De esta manera, orar es descubrir que la amistad, la cercanía y el amor de Dios que nace en nuestro interior, puede trasladarse a nuestra rutina y actividades de cada día, porque “obras quiere el Señor” (5M. 3, 11). Así, el fruto de la oración es el mayor servicio de Dios y del prójimo, puesto que “Para esto es la oración, hijas mías; de esto sirve este matrimonio espiritual: de que nazcan siempre obras, obras.” (7M. 4, 6).

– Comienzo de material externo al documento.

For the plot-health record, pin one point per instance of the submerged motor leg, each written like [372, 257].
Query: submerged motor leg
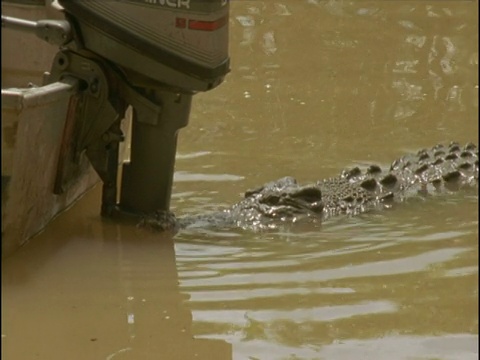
[147, 179]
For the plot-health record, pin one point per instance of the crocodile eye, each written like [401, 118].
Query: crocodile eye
[270, 200]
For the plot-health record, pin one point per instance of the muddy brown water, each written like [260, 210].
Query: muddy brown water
[315, 86]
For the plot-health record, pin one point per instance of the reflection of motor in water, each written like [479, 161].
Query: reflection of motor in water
[156, 318]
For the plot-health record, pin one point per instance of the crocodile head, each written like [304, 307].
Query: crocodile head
[281, 200]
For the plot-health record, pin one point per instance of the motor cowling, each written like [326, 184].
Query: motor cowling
[179, 43]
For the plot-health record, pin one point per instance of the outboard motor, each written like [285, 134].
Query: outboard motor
[152, 55]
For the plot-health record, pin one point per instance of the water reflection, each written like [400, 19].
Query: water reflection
[316, 86]
[101, 291]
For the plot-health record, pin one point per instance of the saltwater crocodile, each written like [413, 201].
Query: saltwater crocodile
[430, 171]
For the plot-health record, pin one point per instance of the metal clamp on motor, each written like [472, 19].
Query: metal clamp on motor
[151, 55]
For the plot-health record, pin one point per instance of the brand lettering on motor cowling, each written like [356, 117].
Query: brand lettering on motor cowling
[177, 4]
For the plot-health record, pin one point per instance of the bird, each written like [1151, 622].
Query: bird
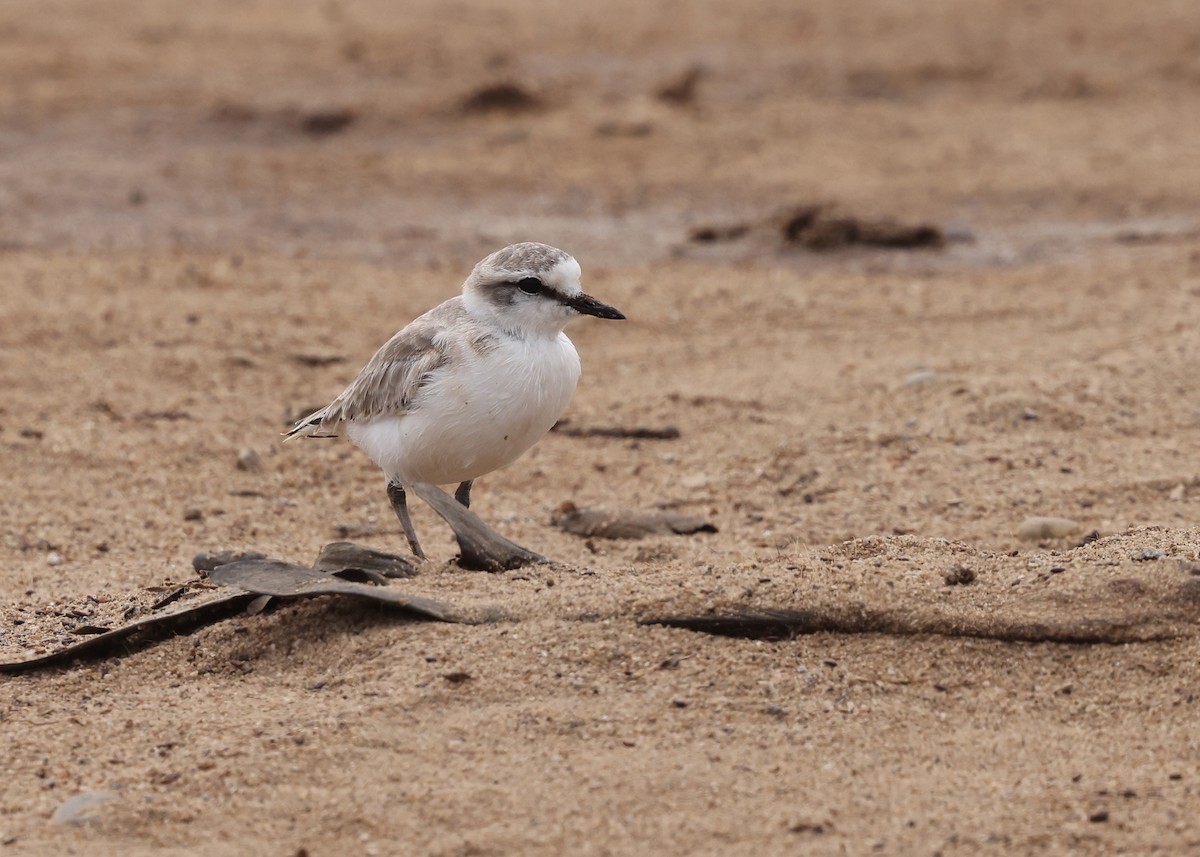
[472, 384]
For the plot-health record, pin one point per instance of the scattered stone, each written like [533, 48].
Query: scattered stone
[815, 228]
[683, 89]
[325, 123]
[959, 575]
[79, 809]
[501, 97]
[207, 562]
[1039, 528]
[712, 234]
[249, 460]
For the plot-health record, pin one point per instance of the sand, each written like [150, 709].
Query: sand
[213, 214]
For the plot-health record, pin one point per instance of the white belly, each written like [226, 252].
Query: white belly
[479, 418]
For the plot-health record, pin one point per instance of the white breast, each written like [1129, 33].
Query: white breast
[477, 414]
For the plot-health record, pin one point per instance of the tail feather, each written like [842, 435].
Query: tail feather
[311, 426]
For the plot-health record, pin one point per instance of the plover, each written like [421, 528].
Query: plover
[472, 384]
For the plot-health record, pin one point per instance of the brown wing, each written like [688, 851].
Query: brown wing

El Dios, Trascendente y Eterno, que nos habita y con quien tratamos en la oración, nos hace salir de nosotros y nos envía a vivir, actuar y ser parte de la sociedad y del mundo. Es por eso que estamos llamados a cultivar nuestro interior, si deseamos cambiar el mundo, porque el desarrollo espiritual de la interioridad es una condición para activar la transformación personal y relacional, social y global. Si nos descubrimos habitados por Dios, si vivimos en unión de voluntades con él y si nos determinamos a actuar con la fuerza de ese amor que él derrama en nuestros corazones (Rm. 5, 5), podríamos obrar las relaciones personales, familiares y sociales según el amor de Dios y, así, construir un mundo más humano.
Por tanto, orar, viviendo desde nuestra interioridad habitada por Dios y abierta a las obras de amor para con el prójimo, es el llamado que hoy nos hace y nos exige este mundo lleno de conexiones exteriores, y ha de ser la necesidad que nace en el corazón de cada cristiano. Si queremos transformar el mundo, haciéndolo más conforme a la voluntad de Dios, estamos llamados a tratar de amistad con Él muchas veces, cada día.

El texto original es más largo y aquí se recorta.